監査業務担当の牟田口です。
相続税は、相続によって財産をもらった時にその取得した財産にかかる税金です。ただ財産だけでなく、同時に負担することになる債務については、財産から控除してくれます。
相続税を計算していると、これは控除できたっけ?と迷うことが、たびたびあります。
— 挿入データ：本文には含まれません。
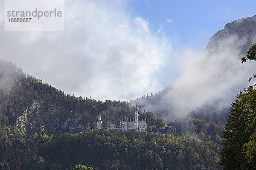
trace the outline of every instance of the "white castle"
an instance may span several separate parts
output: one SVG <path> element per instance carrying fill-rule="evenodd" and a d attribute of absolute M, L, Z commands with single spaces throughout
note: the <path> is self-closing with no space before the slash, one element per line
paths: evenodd
<path fill-rule="evenodd" d="M 97 121 L 97 128 L 102 128 L 102 121 L 101 116 L 98 116 Z M 107 129 L 117 129 L 119 130 L 126 131 L 129 129 L 135 129 L 140 132 L 147 131 L 147 119 L 145 114 L 139 114 L 139 108 L 136 107 L 134 116 L 123 118 L 120 122 L 121 126 L 116 126 L 111 122 L 108 122 Z"/>

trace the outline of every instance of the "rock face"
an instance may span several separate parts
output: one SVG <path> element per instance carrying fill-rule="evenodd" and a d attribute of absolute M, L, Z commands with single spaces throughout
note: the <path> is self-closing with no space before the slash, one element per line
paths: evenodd
<path fill-rule="evenodd" d="M 221 53 L 227 48 L 244 52 L 256 42 L 256 15 L 236 20 L 226 24 L 211 37 L 205 50 Z"/>
<path fill-rule="evenodd" d="M 17 99 L 20 101 L 22 98 L 18 96 Z M 11 101 L 1 108 L 2 112 L 9 116 L 15 113 L 15 125 L 27 137 L 35 137 L 39 134 L 50 135 L 60 130 L 73 133 L 92 128 L 89 121 L 83 121 L 81 115 L 67 113 L 47 98 L 32 101 L 28 99 L 19 104 Z"/>

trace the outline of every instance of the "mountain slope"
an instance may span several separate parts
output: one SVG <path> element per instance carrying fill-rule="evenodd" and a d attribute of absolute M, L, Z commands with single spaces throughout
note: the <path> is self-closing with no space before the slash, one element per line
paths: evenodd
<path fill-rule="evenodd" d="M 252 65 L 250 66 L 250 68 L 247 68 L 247 70 L 246 70 L 244 68 L 241 68 L 240 66 L 238 66 L 236 65 L 233 66 L 231 65 L 234 64 L 233 61 L 236 60 L 237 62 L 236 61 L 236 63 L 239 64 L 241 62 L 239 61 L 240 59 L 245 54 L 246 50 L 255 42 L 256 42 L 256 15 L 237 20 L 226 24 L 224 28 L 220 30 L 209 38 L 209 43 L 205 48 L 203 50 L 201 53 L 198 54 L 198 55 L 204 56 L 204 58 L 201 61 L 200 65 L 195 66 L 195 68 L 197 67 L 203 68 L 204 66 L 204 65 L 208 62 L 208 65 L 206 65 L 205 67 L 210 68 L 212 67 L 213 68 L 214 66 L 215 65 L 216 68 L 219 69 L 218 70 L 217 69 L 213 70 L 214 71 L 217 70 L 218 71 L 215 74 L 214 73 L 209 75 L 205 75 L 205 74 L 202 74 L 201 75 L 198 75 L 198 76 L 202 76 L 201 79 L 204 79 L 204 76 L 206 76 L 210 77 L 208 79 L 206 79 L 205 82 L 202 81 L 199 79 L 199 80 L 201 82 L 201 84 L 198 84 L 198 86 L 204 83 L 208 85 L 207 80 L 211 78 L 219 79 L 220 79 L 223 78 L 227 81 L 227 83 L 232 85 L 232 83 L 230 83 L 228 81 L 226 80 L 227 77 L 228 77 L 227 79 L 231 79 L 229 77 L 227 73 L 226 73 L 227 71 L 230 71 L 230 74 L 232 75 L 232 76 L 236 77 L 236 75 L 233 74 L 236 74 L 234 73 L 236 73 L 236 70 L 239 69 L 240 69 L 239 70 L 244 71 L 243 73 L 239 73 L 239 74 L 246 75 L 247 74 L 245 73 L 250 69 L 252 70 L 251 68 L 253 67 Z M 225 57 L 227 60 L 225 60 Z M 214 58 L 215 59 L 212 60 L 212 58 Z M 219 63 L 220 61 L 218 61 L 218 60 L 220 59 L 221 59 L 220 61 L 222 62 Z M 230 62 L 230 60 L 232 60 L 233 61 Z M 206 69 L 202 68 L 201 70 L 198 70 L 200 71 L 200 73 L 201 73 L 206 71 Z M 220 69 L 221 69 L 220 71 Z M 230 70 L 227 71 L 228 69 Z M 211 73 L 210 68 L 208 71 L 209 73 Z M 188 71 L 189 71 L 188 70 Z M 195 73 L 196 73 L 196 72 Z M 225 74 L 227 74 L 227 75 L 221 77 L 221 74 L 225 75 Z M 186 74 L 186 76 L 189 75 L 189 73 Z M 211 77 L 211 76 L 212 77 Z M 186 78 L 186 76 L 184 77 Z M 243 82 L 244 82 L 244 80 L 247 78 L 247 76 L 244 77 L 244 79 L 243 79 Z M 193 81 L 192 79 L 190 80 Z M 189 83 L 189 80 L 187 82 Z M 221 82 L 220 80 L 220 81 Z M 184 82 L 186 82 L 184 81 Z M 213 99 L 210 99 L 209 100 L 204 101 L 205 103 L 201 102 L 200 105 L 193 106 L 194 109 L 195 109 L 192 113 L 193 116 L 198 116 L 199 118 L 204 117 L 206 118 L 207 118 L 208 121 L 212 122 L 216 121 L 216 119 L 214 117 L 216 116 L 212 115 L 219 115 L 221 117 L 221 120 L 218 120 L 218 122 L 221 122 L 221 124 L 223 125 L 224 124 L 225 120 L 227 119 L 229 114 L 231 101 L 234 101 L 236 94 L 241 89 L 241 88 L 244 86 L 243 82 L 241 83 L 238 81 L 234 81 L 234 82 L 235 82 L 234 83 L 236 84 L 232 85 L 233 86 L 230 85 L 231 87 L 230 88 L 228 89 L 226 89 L 226 90 L 223 91 L 222 94 L 223 96 L 228 96 L 227 94 L 225 93 L 227 93 L 229 95 L 227 97 L 230 98 L 232 97 L 233 99 L 229 99 L 229 102 L 230 102 L 229 106 L 222 106 L 223 105 L 222 104 L 224 102 L 227 102 L 225 100 L 223 100 L 223 99 L 218 98 L 218 97 Z M 189 83 L 188 84 L 189 84 Z M 218 86 L 219 84 L 216 84 L 216 86 L 215 88 L 218 88 Z M 242 85 L 242 84 L 243 84 Z M 224 86 L 224 85 L 225 85 Z M 183 85 L 183 87 L 186 88 L 186 85 Z M 196 86 L 195 87 L 197 87 Z M 189 85 L 186 88 L 188 89 L 190 88 Z M 214 87 L 213 87 L 213 88 L 214 88 Z M 177 113 L 175 113 L 175 111 L 177 111 L 175 110 L 175 108 L 176 107 L 175 102 L 175 99 L 170 97 L 173 96 L 172 93 L 175 92 L 175 89 L 174 89 L 173 88 L 173 87 L 168 87 L 163 91 L 156 94 L 154 96 L 137 99 L 136 100 L 132 100 L 132 102 L 134 104 L 137 103 L 140 106 L 142 110 L 150 110 L 157 116 L 163 118 L 165 120 L 167 120 L 168 122 L 172 122 L 177 119 L 177 117 L 179 116 L 177 115 Z M 205 87 L 204 90 L 207 91 L 211 90 L 210 88 L 207 89 L 207 86 Z M 180 91 L 179 92 L 182 93 L 183 93 L 183 91 Z M 187 96 L 190 97 L 189 96 L 192 95 L 192 94 L 191 93 L 191 94 L 186 94 L 186 95 Z M 182 95 L 183 94 L 182 94 Z M 195 98 L 195 99 L 196 99 L 195 96 L 192 96 L 191 98 L 193 99 L 193 97 Z M 185 98 L 183 99 L 186 99 Z M 187 102 L 186 100 L 183 101 L 184 103 L 183 105 L 184 107 L 188 104 L 188 103 L 186 103 L 186 102 Z M 221 105 L 221 106 L 219 107 L 220 105 Z M 190 111 L 188 111 L 186 113 L 180 113 L 179 114 L 183 115 L 190 115 L 189 112 L 191 112 L 192 109 Z M 198 116 L 196 116 L 197 115 Z M 211 117 L 215 120 L 213 120 Z"/>

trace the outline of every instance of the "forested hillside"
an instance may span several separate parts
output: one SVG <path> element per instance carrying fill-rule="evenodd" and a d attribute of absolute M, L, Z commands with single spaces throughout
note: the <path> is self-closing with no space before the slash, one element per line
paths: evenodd
<path fill-rule="evenodd" d="M 99 114 L 104 127 L 133 114 L 134 107 L 65 94 L 12 63 L 0 63 L 1 170 L 71 170 L 80 164 L 99 170 L 221 169 L 221 126 L 194 118 L 176 133 L 179 124 L 166 125 L 143 111 L 146 133 L 92 131 Z"/>

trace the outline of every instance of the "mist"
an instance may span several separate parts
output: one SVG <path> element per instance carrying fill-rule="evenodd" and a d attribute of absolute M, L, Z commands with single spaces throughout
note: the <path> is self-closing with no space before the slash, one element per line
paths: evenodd
<path fill-rule="evenodd" d="M 154 96 L 132 102 L 167 122 L 186 117 L 197 109 L 207 110 L 206 115 L 228 111 L 240 91 L 255 83 L 255 80 L 248 82 L 255 71 L 255 63 L 242 64 L 241 60 L 254 41 L 253 36 L 241 38 L 232 34 L 217 43 L 210 41 L 210 48 L 200 51 L 192 48 L 173 51 L 178 77 Z"/>
<path fill-rule="evenodd" d="M 150 21 L 131 17 L 126 3 L 67 1 L 65 31 L 1 31 L 0 57 L 76 96 L 129 101 L 167 87 L 153 101 L 132 102 L 167 122 L 213 101 L 230 107 L 249 85 L 255 65 L 241 57 L 255 36 L 227 34 L 201 51 L 174 51 L 163 27 L 151 31 Z"/>

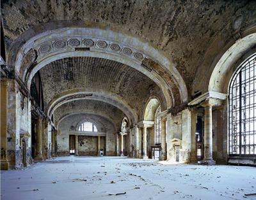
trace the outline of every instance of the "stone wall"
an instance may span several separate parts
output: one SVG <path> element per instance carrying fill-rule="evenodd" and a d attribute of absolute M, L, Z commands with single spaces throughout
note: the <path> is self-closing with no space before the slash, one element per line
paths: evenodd
<path fill-rule="evenodd" d="M 31 103 L 15 80 L 9 82 L 8 92 L 7 156 L 10 168 L 20 168 L 31 162 Z"/>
私の頭の中を整理する為にも、債務控除についてまとめてみましょう。

 

相続税の計算上債務控除できる債務とは、原則、「葬式費用」と「被相続人自身の債務で相続開始の際に現存するもの」に限られます。

 

1.葬式費用

葬式費用は債務ではありませんが、相続税を計算するときは遺産総額から差し引くことができます。
具体的には、葬儀代の他、戒名料、お布施、埋葬費などが含まれます。

*ただし、葬儀社からの請求に含まれていることがある初七日や四十九日の法事分は、含まれませんのでご注意を。

 

2.債務

差し引くことができる債務は、被相続人が死亡したときにあった債務で確実と認められるものです。
具体的には、
 

《引けるもの》

・借入金(金融機関のみならず、友人からのものなど含みます)

・亡くなった後に支払う税金(固定資産税、所得税、住民税など)

・病院の医療費

・水道光熱費や電話料金など公共料金の未払金(亡くなる前の期間分のみ)

・事業上の買掛金などの未払金

・預かり敷金(不動産賃貸がある方)

・連帯債務(連帯債務は債務を保証するものではなく、債務者本人であるため確実な債務として控除の対象となります)

 

《引けないもの》

・生前購入していたお墓や仏壇などの未払代金(これらは非課税財産なので、債務控除も出来ません)

・遺産分割協議書の作成や相続登記など、司法書士に依頼したときの報酬

・相続税の申告を、税理士に依頼したときの報酬

・遺産分割協議などで、弁護士に依頼した報酬

・住宅ローンのうち、団体信用生命保険で補填されるもの

・保証債務(相続時点で負担となるのが確実ではないので)

 

などが一般的に考えられるものになります。
相続の際は、気になるものがあれば、必ず相談してみて下さい。相続財産を少しでも減らすことで、確実に節税につながります。計上漏れの無いように注意しましょう。